SImpHAR: Advancing impedance-based human activity recognition using 3D simulation and text-to-motion models
Lala Shakti Swarup Ray, Mengxi Liu, Deepika Gurung, Bo Zhou, Sungho Suh, Paul Lukowicz

TL;DR
SImpHAR introduces a simulation-based data augmentation and a modular training approach to improve impedance-based human activity recognition, achieving significant accuracy gains on multiple datasets.
Contribution
The paper presents a novel simulation pipeline for generating bio-impedance signals and a two-stage training strategy that enhances activity recognition without requiring labeled synthetic data.
Findings
Achieved up to 22.3% accuracy improvement.
Demonstrated effectiveness on multiple benchmarks.

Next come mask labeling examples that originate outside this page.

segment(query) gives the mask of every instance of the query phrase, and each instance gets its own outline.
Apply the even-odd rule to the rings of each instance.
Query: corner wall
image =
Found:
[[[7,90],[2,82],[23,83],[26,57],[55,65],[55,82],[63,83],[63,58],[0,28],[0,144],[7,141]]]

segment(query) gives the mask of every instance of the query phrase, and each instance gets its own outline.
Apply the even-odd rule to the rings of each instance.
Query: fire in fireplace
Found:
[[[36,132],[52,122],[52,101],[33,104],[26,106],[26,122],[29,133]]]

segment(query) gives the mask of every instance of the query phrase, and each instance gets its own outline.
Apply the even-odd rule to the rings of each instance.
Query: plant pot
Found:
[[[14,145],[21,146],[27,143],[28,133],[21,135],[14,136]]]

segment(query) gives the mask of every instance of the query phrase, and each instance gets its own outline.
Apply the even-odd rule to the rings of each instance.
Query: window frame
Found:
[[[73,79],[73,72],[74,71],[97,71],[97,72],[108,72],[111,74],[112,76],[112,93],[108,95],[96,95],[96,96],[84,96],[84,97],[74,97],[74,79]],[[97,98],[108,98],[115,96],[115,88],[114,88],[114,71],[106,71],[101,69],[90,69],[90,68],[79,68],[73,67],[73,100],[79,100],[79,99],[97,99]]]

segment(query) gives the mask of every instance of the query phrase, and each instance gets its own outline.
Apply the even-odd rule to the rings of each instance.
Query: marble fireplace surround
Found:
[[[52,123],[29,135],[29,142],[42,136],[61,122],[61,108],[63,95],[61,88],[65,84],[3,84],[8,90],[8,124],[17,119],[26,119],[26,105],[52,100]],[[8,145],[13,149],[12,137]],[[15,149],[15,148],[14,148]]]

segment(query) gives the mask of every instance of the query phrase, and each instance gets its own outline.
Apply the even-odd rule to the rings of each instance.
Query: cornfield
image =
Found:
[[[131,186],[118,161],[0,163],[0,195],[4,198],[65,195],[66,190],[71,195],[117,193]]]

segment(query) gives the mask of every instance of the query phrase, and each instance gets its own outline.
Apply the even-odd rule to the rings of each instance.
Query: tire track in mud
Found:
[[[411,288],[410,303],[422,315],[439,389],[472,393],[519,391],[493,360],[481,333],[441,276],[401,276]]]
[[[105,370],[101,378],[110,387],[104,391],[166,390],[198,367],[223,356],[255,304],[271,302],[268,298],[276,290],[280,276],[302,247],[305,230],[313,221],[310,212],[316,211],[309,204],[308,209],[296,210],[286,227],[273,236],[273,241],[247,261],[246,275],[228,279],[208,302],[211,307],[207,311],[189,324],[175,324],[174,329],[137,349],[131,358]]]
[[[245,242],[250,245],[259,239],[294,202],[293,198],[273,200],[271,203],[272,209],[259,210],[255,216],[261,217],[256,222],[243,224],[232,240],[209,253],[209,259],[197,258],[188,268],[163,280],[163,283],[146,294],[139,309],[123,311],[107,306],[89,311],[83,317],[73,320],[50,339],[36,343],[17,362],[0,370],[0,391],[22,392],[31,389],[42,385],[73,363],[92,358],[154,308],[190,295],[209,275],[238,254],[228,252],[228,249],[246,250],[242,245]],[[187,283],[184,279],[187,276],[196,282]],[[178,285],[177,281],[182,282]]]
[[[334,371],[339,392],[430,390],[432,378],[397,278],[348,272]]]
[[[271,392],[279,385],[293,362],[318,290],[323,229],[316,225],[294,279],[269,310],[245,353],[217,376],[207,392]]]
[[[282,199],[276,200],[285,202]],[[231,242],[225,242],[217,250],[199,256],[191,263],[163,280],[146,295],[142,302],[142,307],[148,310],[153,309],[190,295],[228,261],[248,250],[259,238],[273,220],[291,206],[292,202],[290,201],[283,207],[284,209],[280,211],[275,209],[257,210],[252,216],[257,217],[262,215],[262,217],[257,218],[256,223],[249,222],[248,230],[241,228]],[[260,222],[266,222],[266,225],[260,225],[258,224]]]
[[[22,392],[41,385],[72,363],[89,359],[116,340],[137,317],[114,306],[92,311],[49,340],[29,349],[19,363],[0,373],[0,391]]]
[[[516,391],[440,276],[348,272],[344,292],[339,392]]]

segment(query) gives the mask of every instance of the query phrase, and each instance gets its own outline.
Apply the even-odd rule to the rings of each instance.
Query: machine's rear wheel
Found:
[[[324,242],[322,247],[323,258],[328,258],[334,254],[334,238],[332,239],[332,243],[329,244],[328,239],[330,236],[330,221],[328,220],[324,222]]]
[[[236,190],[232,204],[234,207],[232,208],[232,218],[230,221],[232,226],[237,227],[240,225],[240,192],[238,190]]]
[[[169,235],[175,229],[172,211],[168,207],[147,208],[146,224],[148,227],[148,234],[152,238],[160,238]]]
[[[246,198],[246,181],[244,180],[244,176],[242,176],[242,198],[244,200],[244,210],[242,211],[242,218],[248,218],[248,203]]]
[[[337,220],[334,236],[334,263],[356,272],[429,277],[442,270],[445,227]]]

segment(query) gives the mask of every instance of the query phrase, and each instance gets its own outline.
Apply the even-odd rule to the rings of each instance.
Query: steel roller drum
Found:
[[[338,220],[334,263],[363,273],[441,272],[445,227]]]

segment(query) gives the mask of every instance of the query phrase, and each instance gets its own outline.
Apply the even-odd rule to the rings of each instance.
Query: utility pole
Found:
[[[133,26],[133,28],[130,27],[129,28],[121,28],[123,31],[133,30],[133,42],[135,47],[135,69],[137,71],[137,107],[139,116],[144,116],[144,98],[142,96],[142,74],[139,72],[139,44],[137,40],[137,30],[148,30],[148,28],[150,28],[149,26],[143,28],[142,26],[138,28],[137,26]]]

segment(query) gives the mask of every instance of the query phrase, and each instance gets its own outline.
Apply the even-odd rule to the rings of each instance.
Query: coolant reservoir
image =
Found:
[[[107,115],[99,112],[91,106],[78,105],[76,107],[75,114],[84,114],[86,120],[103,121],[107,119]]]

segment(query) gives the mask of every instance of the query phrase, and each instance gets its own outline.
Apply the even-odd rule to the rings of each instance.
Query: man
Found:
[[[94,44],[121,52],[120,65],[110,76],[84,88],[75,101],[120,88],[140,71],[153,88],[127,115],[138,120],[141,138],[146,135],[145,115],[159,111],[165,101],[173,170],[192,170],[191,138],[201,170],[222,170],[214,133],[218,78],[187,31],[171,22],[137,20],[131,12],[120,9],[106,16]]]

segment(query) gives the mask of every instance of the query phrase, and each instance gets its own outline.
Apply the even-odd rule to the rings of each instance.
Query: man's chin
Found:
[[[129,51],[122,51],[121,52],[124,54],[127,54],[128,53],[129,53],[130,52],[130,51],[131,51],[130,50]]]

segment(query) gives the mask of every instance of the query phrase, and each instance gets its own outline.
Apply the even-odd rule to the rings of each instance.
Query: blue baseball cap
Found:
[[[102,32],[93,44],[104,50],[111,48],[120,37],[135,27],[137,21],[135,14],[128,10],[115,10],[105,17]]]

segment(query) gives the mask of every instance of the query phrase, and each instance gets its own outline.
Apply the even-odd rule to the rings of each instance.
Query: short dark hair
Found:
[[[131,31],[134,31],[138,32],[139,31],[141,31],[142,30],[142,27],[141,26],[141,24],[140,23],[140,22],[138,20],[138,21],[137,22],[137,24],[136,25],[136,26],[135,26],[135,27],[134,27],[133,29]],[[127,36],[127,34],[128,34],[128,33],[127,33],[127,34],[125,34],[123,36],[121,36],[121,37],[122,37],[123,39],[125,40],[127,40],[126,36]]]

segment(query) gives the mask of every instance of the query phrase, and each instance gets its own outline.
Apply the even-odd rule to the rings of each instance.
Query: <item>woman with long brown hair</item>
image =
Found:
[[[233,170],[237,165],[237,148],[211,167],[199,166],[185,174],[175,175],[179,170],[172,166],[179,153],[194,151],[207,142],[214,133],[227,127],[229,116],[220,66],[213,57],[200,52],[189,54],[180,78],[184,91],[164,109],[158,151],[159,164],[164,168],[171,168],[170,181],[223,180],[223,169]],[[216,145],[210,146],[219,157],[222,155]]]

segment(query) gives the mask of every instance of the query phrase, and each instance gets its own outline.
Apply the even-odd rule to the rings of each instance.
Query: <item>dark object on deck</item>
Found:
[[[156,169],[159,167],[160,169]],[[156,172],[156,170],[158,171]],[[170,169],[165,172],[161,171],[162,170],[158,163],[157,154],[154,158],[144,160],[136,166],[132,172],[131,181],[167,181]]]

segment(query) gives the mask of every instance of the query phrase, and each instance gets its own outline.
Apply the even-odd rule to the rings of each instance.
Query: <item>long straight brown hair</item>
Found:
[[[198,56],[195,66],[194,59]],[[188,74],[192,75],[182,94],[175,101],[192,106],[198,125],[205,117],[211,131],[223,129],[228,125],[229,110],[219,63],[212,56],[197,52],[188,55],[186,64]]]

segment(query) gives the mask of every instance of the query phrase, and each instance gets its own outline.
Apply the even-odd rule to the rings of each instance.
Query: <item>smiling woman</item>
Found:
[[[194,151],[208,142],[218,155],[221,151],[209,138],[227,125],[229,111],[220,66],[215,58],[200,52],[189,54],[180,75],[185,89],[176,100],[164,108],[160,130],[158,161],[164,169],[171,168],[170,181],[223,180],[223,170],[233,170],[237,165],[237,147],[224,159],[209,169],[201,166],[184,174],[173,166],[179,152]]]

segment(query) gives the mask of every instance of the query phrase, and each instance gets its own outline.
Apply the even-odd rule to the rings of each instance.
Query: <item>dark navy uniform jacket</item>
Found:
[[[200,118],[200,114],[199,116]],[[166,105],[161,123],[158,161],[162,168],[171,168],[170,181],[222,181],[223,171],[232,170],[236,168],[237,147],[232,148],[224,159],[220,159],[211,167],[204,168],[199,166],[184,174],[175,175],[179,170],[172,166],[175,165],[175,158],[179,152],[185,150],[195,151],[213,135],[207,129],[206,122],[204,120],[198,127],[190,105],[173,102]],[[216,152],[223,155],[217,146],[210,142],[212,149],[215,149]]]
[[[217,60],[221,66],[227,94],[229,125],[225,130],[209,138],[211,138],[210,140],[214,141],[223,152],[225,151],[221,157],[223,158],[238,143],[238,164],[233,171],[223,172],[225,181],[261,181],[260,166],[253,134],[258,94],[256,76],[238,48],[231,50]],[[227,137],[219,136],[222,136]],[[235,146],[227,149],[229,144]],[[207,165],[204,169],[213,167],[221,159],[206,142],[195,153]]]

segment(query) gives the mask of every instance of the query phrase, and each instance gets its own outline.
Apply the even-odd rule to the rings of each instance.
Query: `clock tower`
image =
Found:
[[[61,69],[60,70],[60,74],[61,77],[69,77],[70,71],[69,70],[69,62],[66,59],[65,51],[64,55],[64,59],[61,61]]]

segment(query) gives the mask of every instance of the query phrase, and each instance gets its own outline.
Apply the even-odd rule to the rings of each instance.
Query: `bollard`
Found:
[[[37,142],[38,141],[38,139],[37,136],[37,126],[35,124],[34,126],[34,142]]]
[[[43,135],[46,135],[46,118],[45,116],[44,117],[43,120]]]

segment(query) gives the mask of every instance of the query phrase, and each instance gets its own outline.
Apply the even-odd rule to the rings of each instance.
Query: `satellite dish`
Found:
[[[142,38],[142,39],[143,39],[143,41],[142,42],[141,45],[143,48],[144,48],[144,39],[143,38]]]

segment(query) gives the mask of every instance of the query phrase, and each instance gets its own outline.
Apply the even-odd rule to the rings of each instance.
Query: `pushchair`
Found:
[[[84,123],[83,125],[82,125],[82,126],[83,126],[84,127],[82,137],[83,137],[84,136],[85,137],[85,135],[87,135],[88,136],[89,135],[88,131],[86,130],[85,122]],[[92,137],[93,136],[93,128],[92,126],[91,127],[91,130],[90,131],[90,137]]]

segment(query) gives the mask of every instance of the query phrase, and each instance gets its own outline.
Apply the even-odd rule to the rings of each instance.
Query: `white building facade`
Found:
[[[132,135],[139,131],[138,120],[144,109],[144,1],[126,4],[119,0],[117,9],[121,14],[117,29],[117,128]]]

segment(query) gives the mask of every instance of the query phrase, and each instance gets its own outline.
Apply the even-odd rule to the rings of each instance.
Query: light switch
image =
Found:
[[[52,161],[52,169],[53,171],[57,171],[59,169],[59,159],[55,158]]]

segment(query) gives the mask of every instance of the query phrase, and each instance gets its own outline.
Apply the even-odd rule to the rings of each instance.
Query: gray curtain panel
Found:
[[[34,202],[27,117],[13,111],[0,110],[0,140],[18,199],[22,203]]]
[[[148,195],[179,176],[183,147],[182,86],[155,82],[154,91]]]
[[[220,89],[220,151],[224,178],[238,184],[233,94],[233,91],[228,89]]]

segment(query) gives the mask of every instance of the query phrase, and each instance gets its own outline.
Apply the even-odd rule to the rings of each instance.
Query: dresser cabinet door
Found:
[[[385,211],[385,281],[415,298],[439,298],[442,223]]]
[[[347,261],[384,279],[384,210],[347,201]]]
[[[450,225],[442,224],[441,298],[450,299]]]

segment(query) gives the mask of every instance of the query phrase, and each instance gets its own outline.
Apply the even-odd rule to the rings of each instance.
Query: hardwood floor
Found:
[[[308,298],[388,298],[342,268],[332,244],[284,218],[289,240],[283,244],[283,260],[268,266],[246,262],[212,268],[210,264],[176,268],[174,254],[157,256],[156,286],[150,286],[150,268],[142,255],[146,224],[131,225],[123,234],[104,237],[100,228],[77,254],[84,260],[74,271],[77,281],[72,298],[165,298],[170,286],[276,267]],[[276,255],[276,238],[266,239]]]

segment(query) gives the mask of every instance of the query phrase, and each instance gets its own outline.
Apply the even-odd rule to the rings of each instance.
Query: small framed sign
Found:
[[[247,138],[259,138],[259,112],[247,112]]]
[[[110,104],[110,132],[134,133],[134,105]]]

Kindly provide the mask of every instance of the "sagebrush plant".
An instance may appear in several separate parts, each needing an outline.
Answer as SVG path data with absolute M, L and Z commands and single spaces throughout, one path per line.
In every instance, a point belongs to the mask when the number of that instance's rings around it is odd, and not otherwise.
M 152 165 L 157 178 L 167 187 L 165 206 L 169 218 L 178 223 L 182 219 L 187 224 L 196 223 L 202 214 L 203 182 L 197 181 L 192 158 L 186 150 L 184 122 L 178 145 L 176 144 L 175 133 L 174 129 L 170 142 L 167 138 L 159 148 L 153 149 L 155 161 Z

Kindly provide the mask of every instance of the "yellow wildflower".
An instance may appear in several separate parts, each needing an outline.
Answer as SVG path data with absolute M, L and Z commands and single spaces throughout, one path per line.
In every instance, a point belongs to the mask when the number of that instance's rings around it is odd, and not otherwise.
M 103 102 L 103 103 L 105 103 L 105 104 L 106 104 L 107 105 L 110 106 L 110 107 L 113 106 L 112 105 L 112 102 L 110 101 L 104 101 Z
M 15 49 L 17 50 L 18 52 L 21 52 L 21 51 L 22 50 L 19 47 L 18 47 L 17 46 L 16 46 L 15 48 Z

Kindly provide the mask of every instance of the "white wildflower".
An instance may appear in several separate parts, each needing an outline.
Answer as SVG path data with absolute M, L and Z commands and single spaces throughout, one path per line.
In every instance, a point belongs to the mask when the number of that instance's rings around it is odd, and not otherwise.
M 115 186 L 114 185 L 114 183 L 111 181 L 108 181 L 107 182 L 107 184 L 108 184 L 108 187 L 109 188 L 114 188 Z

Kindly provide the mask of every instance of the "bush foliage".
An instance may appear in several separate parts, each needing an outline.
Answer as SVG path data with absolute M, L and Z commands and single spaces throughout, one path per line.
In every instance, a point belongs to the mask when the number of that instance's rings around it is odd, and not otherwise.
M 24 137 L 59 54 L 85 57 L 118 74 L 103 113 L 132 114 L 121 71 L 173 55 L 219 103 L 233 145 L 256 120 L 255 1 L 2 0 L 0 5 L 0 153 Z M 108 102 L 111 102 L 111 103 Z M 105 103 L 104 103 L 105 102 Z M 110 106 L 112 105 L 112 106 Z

Validated the simulation and training approach.
Abstract
Human Activity Recognition (HAR) with wearable sensors is essential for applications in healthcare, fitness, and human-computer interaction. Bio-impedance sensing offers unique advantages for fine-grained motion capture but remains underutilized due to the scarcity of labeled data. We introduce SImpHAR, a novel framework addressing this limitation through two core contributions. First, we propose a simulation pipeline that generates realistic bio-impedance signals from 3D human meshes using shortest-path estimation, soft-body physics, and text-to-motion generation serving as a digital twin for data augmentation. Second, we design a two-stage training strategy with decoupled approach that enables broader activity coverage without requiring label-aligned synthetic data. We evaluate SImpHAR on our collected ImpAct dataset and two public benchmarks, showing consistent improvements over…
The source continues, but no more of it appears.